I've been given some independent and identically distributed random variables $X_i$ such $E(X_i)=1$, $P(X_i <1)>0$ and $\log X_i$ is integrable. We define $M_n=X_1 \dots X_n$. How can I prove that $M_n$ converges almost surely to 0? I have tried directly with the definition of almost surely convergence and I wonder if I could take the limit outside and somehow split the probabilities, since the $X_i$ are independent.
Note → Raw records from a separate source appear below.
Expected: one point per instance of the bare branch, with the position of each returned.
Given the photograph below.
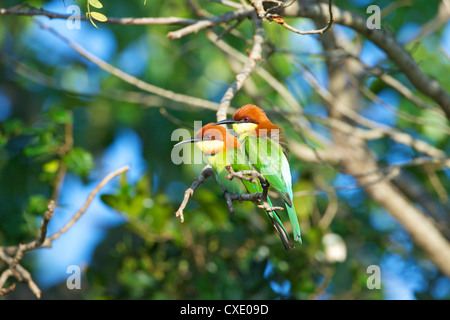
(383, 39)
(279, 19)
(31, 11)
(206, 173)
(249, 67)
(131, 79)
(203, 24)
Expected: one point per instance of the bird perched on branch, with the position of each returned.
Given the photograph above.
(221, 149)
(264, 149)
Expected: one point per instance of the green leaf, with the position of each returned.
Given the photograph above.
(79, 161)
(51, 166)
(433, 125)
(95, 3)
(33, 151)
(60, 116)
(112, 201)
(98, 16)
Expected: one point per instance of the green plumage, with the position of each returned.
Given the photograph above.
(238, 161)
(268, 158)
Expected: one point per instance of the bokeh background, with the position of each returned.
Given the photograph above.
(129, 243)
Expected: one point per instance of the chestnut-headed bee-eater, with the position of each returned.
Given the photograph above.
(221, 149)
(261, 145)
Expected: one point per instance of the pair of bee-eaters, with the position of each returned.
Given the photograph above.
(258, 148)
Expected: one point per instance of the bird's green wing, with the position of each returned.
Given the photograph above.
(268, 158)
(240, 163)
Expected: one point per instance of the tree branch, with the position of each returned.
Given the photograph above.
(383, 39)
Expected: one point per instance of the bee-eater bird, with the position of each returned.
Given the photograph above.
(260, 143)
(221, 149)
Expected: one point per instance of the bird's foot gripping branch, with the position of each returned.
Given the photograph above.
(247, 175)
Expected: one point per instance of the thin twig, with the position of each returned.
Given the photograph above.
(203, 24)
(249, 67)
(32, 11)
(206, 172)
(279, 19)
(129, 78)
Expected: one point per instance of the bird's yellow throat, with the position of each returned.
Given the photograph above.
(210, 146)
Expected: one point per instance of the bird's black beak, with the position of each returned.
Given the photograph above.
(191, 140)
(226, 121)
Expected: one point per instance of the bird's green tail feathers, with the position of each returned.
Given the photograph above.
(294, 222)
(278, 225)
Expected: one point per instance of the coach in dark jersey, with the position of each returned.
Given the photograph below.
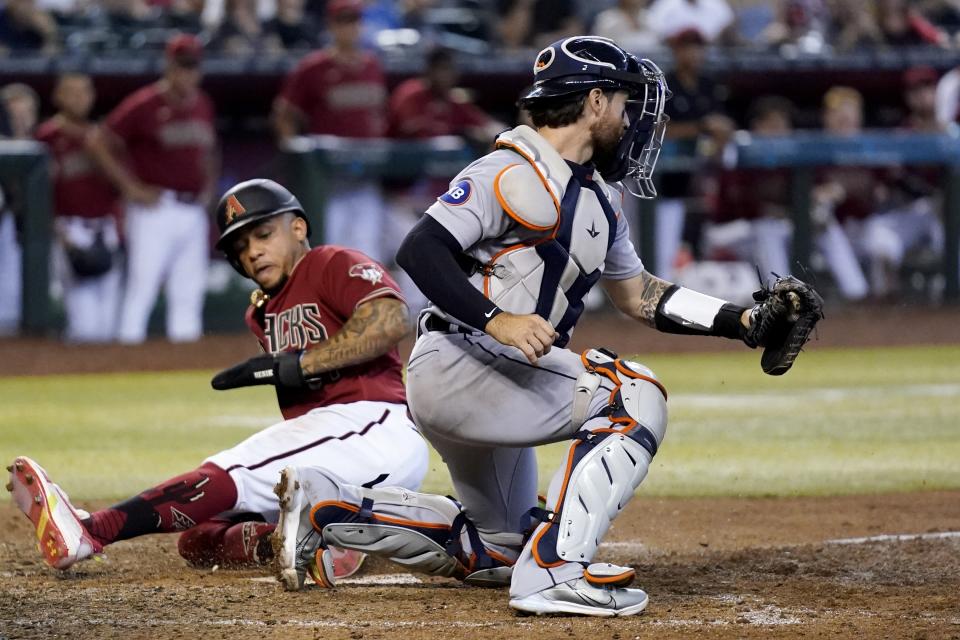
(329, 319)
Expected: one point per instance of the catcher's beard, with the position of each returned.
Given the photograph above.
(606, 135)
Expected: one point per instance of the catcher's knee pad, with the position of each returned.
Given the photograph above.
(606, 464)
(423, 532)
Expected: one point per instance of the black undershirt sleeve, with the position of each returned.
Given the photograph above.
(433, 259)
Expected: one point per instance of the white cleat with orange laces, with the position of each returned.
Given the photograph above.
(61, 538)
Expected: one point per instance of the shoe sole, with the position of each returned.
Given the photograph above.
(542, 607)
(346, 562)
(284, 545)
(49, 510)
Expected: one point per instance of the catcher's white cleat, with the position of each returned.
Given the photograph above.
(61, 538)
(580, 597)
(297, 550)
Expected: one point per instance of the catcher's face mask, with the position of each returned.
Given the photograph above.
(639, 148)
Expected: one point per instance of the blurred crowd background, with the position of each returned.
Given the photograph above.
(150, 109)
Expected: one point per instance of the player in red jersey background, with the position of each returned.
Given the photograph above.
(340, 91)
(329, 320)
(86, 207)
(159, 147)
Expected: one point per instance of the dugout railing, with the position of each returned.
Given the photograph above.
(802, 153)
(25, 177)
(311, 165)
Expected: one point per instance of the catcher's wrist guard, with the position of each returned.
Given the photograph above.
(686, 311)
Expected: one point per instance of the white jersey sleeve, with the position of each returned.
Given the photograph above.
(622, 261)
(469, 210)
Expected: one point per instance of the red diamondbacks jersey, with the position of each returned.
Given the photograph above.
(337, 98)
(79, 187)
(168, 144)
(321, 294)
(416, 112)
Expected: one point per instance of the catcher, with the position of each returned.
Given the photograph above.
(329, 319)
(506, 257)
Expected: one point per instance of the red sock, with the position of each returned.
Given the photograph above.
(228, 543)
(175, 505)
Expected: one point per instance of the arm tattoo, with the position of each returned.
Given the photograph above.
(653, 290)
(373, 329)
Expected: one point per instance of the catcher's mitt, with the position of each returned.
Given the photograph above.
(782, 321)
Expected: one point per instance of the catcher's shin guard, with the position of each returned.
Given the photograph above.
(425, 533)
(605, 464)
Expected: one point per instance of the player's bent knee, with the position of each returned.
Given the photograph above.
(638, 403)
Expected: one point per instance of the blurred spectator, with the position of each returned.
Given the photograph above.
(432, 105)
(421, 108)
(536, 23)
(19, 105)
(843, 196)
(948, 98)
(801, 24)
(752, 212)
(184, 15)
(943, 13)
(292, 27)
(128, 14)
(86, 207)
(26, 27)
(166, 133)
(902, 25)
(698, 126)
(713, 19)
(214, 12)
(340, 91)
(62, 10)
(241, 34)
(920, 98)
(853, 25)
(906, 218)
(626, 23)
(753, 18)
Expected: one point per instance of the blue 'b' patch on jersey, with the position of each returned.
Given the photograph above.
(458, 194)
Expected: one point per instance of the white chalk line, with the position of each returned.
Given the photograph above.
(822, 394)
(381, 579)
(899, 537)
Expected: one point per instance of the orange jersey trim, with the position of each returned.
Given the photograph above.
(506, 207)
(543, 179)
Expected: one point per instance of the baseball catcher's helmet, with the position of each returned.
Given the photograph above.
(576, 65)
(249, 203)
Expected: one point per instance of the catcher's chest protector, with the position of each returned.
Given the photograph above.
(571, 223)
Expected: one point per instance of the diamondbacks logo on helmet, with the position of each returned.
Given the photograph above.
(234, 208)
(544, 60)
(368, 271)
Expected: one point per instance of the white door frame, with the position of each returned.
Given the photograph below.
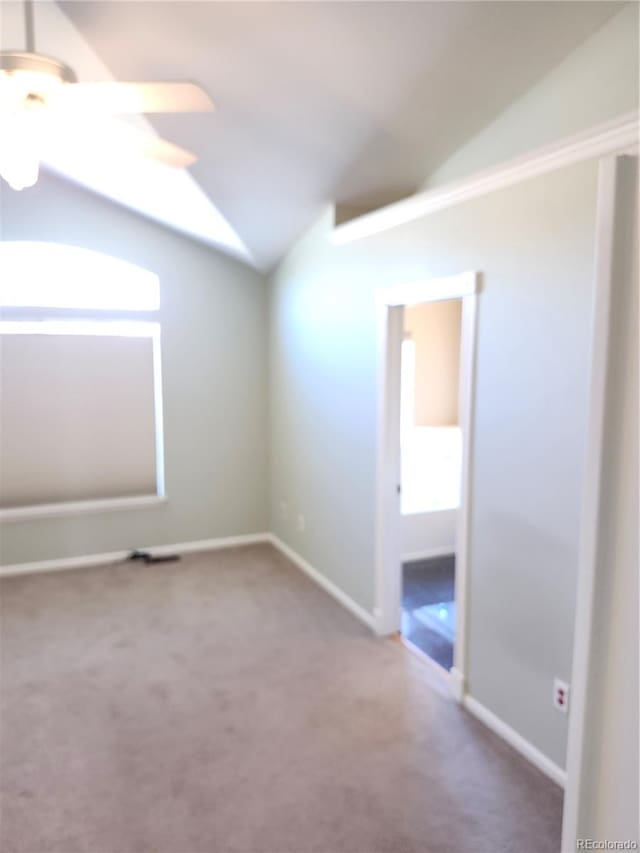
(464, 286)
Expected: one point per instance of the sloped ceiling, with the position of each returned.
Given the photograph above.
(354, 102)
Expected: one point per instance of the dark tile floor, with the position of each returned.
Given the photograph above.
(427, 614)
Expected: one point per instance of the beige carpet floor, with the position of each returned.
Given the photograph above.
(225, 703)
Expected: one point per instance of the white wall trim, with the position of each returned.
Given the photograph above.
(457, 683)
(428, 553)
(62, 563)
(437, 289)
(24, 513)
(328, 586)
(520, 744)
(615, 136)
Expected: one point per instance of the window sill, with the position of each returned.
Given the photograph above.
(24, 513)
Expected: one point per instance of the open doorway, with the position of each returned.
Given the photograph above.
(430, 474)
(426, 376)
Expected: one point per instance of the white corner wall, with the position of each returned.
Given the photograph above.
(596, 82)
(214, 326)
(609, 795)
(428, 534)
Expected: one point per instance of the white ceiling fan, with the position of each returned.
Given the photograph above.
(40, 99)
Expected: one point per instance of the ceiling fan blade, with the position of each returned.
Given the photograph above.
(110, 140)
(166, 152)
(127, 98)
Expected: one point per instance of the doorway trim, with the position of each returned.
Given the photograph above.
(390, 302)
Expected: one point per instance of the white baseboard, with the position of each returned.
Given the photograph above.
(457, 683)
(106, 558)
(520, 744)
(428, 553)
(328, 586)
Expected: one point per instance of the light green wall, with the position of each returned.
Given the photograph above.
(213, 317)
(533, 244)
(596, 82)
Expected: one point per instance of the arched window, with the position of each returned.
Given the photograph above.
(81, 410)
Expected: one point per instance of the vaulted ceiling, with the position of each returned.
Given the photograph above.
(354, 102)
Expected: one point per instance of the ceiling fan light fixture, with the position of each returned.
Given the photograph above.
(18, 168)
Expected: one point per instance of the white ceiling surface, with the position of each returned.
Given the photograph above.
(354, 102)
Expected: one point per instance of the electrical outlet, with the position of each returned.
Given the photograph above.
(560, 695)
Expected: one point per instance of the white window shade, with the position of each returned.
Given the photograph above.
(78, 413)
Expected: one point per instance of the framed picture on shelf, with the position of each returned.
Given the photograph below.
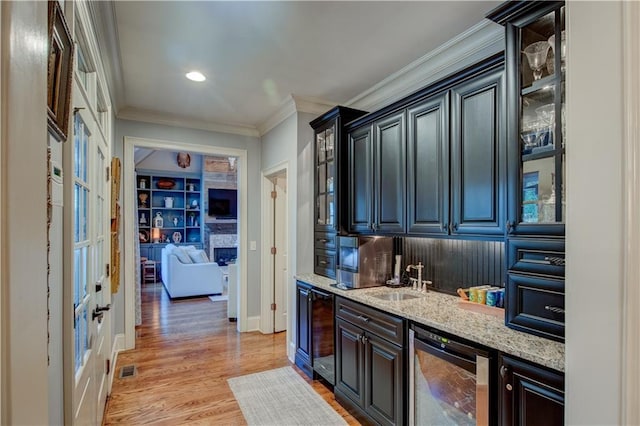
(59, 72)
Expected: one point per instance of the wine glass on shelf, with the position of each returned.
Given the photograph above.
(537, 57)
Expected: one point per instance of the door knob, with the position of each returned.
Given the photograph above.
(103, 308)
(97, 315)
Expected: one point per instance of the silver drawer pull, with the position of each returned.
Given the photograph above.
(554, 309)
(556, 261)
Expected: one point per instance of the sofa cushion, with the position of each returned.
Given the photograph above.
(182, 255)
(198, 256)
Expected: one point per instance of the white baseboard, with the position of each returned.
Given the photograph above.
(253, 323)
(118, 345)
(292, 352)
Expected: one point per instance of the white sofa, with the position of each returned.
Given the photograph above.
(183, 279)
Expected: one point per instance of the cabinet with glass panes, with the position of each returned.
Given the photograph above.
(535, 258)
(536, 51)
(329, 209)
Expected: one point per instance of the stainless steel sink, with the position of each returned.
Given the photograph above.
(395, 296)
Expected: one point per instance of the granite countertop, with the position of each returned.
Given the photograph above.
(441, 311)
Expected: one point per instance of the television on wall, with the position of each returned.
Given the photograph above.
(223, 203)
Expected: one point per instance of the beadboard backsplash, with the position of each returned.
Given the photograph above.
(451, 264)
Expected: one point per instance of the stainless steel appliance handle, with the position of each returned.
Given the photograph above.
(412, 378)
(482, 390)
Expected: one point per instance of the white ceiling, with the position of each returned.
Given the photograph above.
(257, 54)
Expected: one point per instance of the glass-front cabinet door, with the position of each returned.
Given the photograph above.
(325, 216)
(537, 47)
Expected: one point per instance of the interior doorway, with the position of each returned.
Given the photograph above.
(130, 284)
(275, 251)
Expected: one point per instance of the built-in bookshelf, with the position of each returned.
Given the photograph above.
(169, 208)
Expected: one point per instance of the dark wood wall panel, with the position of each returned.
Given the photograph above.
(451, 264)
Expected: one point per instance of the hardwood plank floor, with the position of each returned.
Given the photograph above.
(186, 350)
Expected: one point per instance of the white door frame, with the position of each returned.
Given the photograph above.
(266, 289)
(630, 411)
(128, 226)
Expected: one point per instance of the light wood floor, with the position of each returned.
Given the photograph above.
(185, 352)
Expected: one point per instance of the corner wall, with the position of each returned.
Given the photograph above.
(24, 226)
(594, 213)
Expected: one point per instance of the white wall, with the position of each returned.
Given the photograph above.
(24, 176)
(305, 202)
(594, 213)
(166, 160)
(205, 138)
(291, 142)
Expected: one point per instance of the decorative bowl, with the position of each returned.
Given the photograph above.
(166, 184)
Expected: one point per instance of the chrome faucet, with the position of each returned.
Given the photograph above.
(419, 267)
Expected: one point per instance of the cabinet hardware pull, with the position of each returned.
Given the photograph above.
(503, 371)
(509, 227)
(554, 309)
(556, 261)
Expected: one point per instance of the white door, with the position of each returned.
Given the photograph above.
(91, 295)
(280, 258)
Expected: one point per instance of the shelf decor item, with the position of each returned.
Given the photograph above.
(59, 72)
(158, 221)
(143, 196)
(166, 183)
(537, 57)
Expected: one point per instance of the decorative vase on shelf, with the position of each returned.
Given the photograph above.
(158, 221)
(143, 199)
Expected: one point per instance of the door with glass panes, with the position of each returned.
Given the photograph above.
(91, 244)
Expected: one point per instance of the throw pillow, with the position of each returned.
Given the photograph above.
(198, 256)
(182, 255)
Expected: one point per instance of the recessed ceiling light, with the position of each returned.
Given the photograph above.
(195, 76)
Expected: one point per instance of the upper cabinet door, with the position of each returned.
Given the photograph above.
(390, 174)
(536, 47)
(478, 156)
(360, 180)
(428, 166)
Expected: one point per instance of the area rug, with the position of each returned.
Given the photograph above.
(219, 297)
(281, 397)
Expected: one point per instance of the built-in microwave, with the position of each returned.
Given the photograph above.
(364, 261)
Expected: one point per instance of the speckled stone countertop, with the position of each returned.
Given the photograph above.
(441, 311)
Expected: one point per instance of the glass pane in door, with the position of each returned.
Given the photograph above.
(330, 142)
(537, 55)
(539, 193)
(445, 394)
(320, 148)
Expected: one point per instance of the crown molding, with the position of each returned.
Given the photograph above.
(103, 19)
(146, 116)
(478, 42)
(291, 105)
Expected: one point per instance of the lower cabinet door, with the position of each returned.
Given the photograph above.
(530, 395)
(303, 331)
(350, 361)
(384, 381)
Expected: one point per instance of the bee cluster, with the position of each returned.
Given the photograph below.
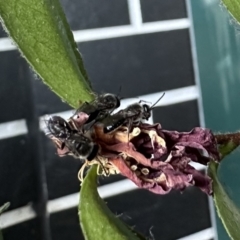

Thank you so much in advance.
Note that $M_n \to 0 \iff \ln(M_n) \to -\infty$. As mentioned in the comment, the main point is to apply the Strong Law of Large Numbers to $\ln(X_n)$. Further, you need to show that $\mathbb{E}\ln(X_1)<1$ which can be done by noting the inequality $ln(x)\leq x-1$, with equality only if $x=1$. In particular, since we know by the assumption $\mathbb{P}(X_1<1)>0$ that $X_1$ is not a.s. equal to 1, we have the strict inequality $\mathbb{E}(\ln(X_1))<\mathbb{E}X_1-1=0$. From here, set $\mu=\mathbb{E}\ln(X_1)<0$, and then by the SLLN $$\frac{1}{n}\sum_{k=1}^n\ln(X_k) \to \mu$$ almost surely, and so $\sum_{k=1}^n\ln(X_k) \to -\infty$. But this expression is just $\ln(M_n)$ so we are done.